Володя Овчинников был фигуративистом и более того – прирожденным рассказчиком. В кругах неофициального искусства это выглядело не вполне приличным: мало намучились с официозом, с его изобразительностью и тематизмом. Ни тебе сюра, ни абстракции, ни символического напряга. В нормальном, «союзовском» искусстве рассказывания историй тоже как-то сторонились. Во-первых, конечно, по неумению. Но и по функциональной ненадобности тоже. Ведь вся эта изобразительность – ленины-в-октябре и геологи-в-тундре – была сугубо ритуальна. В самом деле, о чем тут рассказывать? Ну, стоит дядька с бородкой, в жилетке, среди матросов. Или там дядьки с хемингуэевскими бородами, в свитерах, среди сопок. Никаких неожиданностей. Объяви тему, заяви героев, и вся недолга. Отметились. Так что поначалу Овчинников с его историями был не очень-то ко двору. Думаю, Афанасьевича нисколько не волновала эта его неприсоединенность. Он смолоду был абсолютно отдельный, нерастворимый, не подверженный коллективным страстям… Знай себе выдавал картины, ладно скроенные, со встроенным вовнутрь развернутым нарративом, вроде бы легко читающимся, но на самом деле ускользающим, развивающимся самостоятельно, открытым в полной мере для какого-то другого, лучшего, чем мы, зрителя.
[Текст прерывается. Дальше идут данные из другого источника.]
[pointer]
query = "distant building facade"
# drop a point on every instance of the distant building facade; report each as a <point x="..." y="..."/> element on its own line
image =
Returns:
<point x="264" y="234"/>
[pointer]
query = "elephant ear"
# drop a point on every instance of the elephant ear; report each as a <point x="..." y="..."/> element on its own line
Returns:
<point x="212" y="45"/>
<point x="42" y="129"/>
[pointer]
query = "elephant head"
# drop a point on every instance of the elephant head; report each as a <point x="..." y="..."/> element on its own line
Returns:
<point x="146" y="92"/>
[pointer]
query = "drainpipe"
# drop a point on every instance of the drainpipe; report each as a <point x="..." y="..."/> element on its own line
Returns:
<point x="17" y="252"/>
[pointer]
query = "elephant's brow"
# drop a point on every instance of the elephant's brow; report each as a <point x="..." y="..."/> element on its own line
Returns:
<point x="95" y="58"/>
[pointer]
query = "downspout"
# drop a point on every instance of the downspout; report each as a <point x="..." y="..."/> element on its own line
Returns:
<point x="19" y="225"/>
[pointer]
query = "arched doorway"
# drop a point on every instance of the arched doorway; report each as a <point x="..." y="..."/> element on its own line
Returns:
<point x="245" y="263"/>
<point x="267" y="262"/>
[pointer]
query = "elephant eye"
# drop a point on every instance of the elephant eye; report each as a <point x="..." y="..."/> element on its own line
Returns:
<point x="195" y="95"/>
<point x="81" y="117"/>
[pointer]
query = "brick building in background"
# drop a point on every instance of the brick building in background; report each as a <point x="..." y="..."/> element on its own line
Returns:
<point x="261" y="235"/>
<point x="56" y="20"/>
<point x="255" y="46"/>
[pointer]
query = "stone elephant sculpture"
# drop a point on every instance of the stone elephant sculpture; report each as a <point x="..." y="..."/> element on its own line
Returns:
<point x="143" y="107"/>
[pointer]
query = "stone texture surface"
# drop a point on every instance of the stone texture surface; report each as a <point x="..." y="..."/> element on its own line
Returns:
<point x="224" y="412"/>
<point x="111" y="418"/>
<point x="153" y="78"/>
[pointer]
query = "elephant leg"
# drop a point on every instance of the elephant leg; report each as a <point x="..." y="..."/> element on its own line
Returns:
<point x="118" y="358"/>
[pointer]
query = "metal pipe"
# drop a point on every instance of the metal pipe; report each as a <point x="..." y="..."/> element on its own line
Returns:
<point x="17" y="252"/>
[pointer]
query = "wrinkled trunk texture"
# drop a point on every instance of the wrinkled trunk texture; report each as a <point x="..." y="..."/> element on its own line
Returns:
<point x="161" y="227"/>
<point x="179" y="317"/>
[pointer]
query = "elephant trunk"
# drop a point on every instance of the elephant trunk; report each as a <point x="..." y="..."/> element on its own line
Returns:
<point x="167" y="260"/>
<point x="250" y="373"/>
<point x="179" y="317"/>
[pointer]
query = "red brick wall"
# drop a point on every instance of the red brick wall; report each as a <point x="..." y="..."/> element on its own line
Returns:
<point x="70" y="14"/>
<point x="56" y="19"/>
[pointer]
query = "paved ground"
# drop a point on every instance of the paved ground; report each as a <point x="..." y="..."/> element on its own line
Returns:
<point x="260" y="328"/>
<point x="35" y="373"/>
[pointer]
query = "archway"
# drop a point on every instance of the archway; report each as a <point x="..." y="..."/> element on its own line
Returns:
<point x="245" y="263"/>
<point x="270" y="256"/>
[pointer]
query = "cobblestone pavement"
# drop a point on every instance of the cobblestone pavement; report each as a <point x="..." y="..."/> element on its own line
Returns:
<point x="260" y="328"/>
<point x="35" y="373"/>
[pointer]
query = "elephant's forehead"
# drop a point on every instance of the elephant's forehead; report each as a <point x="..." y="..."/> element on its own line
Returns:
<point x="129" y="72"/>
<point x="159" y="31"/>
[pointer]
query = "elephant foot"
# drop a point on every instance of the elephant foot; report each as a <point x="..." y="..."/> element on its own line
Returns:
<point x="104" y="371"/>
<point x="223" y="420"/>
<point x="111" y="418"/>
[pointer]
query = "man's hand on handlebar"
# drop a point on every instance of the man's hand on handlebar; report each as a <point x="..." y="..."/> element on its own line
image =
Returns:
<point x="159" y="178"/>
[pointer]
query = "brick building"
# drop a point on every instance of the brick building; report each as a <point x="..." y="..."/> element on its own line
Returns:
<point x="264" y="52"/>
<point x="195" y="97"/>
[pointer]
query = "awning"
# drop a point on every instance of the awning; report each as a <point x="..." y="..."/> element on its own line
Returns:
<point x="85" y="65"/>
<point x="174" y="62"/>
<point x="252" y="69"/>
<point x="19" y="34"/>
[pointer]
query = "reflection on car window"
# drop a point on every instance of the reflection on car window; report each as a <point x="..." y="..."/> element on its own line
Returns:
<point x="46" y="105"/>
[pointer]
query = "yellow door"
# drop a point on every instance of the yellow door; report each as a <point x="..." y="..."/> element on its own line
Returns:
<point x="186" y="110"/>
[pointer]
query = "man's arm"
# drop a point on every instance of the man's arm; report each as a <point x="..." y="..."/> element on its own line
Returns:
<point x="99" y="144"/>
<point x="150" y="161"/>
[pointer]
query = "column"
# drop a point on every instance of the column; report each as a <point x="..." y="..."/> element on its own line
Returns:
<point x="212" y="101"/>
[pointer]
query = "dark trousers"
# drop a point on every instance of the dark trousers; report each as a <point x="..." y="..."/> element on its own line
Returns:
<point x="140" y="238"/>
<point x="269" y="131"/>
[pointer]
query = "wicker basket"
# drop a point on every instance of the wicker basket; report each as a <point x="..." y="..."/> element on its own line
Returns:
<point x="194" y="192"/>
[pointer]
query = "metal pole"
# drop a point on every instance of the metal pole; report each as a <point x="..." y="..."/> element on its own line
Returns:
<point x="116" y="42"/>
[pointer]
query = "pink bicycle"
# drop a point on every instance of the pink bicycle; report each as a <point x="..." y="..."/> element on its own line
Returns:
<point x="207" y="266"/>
Ведь живописный нарратив требует определенной, ныне полузабытой культуры, не считывания, совсем нет. Пожалуй, внемливания… Именно так, архаически – «и виждь, и внемли». Вот с этим у нашего поколения было худо…
Тем не менее к Овчинникову быстро привыкли, его плотные граненые человечки с металлическим, малевическим, цветовым разрешением, буквально «входили в каждый дом». Правда, как-то не особенно задумывались и о том, в чем природа его формообразования? Откуда такая «граненость»? Сегодня я бы сказал – из двух источников. Первый – граненый советский стакан, говорят, мухинского дизайна, им мерилась наша жизнь с детства до зрелости, от газировки до водяры. Второй, конечно, оптическая концентрированность поп-арта, развивающаяся от оптического к весомому, тактильному, предметному. К Овчинникову привыкли настолько, что воспринимали его присутствие в нашем искусстве как должное: особенно не интересовались, как он живет, чем мучается. Что ему, с его пристрастием к своим постоянным героям, сделается… Как железный дровосек, знай, высекает своих человечков… А как там у них судьба складывается… Не современное это дело – сопереживать чужой судьбе. Как это обычно бывает с сокровенными людьми, Овчинников никогда не переводил разговор на себя, не говоря уже о самопрезентации: никакого пиара, никакой медийной шумихи. Овчинников был уверен: его герои говорят сами за себя, да и за него тоже, только ленивый не поймет, что с ними происходит. А ничего особенно хорошего с ними не происходило: ни в исторические, ни в нынешние времена. У Овчинникова не было выраженной политической позиции: жертвам наводнения, описанного в «Медном всаднике», он сочувствует не меньше, чем жертвам советского, как Пригов писал, Милицанера. Он любит лишних людей, насельников всегда чуждого им мира, который они стремятся как-то по-человечески, по-доброму обживать, во что бы то ни стало… Конечно, ближе ему как наблюдателю мир советский: ангелы, бомжи, инвалиды, санитарки, мечтатели и неудачливые любовники – вечные аутсайдеры, они были известны ему досконально, как соседи по коммуналке. Овчинников был наблюдателем без розовых очков, он не дал себя обмануть: в новые времена его герои ощущали себя во все более жесткой и отчужденной реальности. В этом плане он вовсе не был русским Ботеро, с которым его нет-нет да и сравнивали: герои последнего стабильны в своей жовиальности и выживаемости. Овчинниковские – мятущиеся и неудовлетворенные. И все более замыкающиеся в себе. Как и их создатель. Прощай, Владимир Афанасьевич!
Монро
Прекрасно запомнил первую встречу с Владиком. 1989-й. Какая-то наша выставка в корпусе Бенуа Русского музея. Людей много – самый пик интереса к современному искусству. Открыв выставку, вышел на набережную перевести дух. Там – толпа: лето, оживленные раскланивающиеся люди, маленькие водовороты вокруг знаменитостей, демократическое общение всех со всеми. Все то, что мы сознательно культивировали – современное искусство как часть городской жизни – стремительно становилось привычкой для сотен людей. И отдел новейших течений становился привычкой.
– Что у вас на очереди? А Бойса еще раз привезут? Говорят, скоро Гайгер? Вот оно, тьфу-тьфу, чтоб не сглазить: похоже, дело сдвинулось, назад уже «им» не поворотить! Великие иллюзии!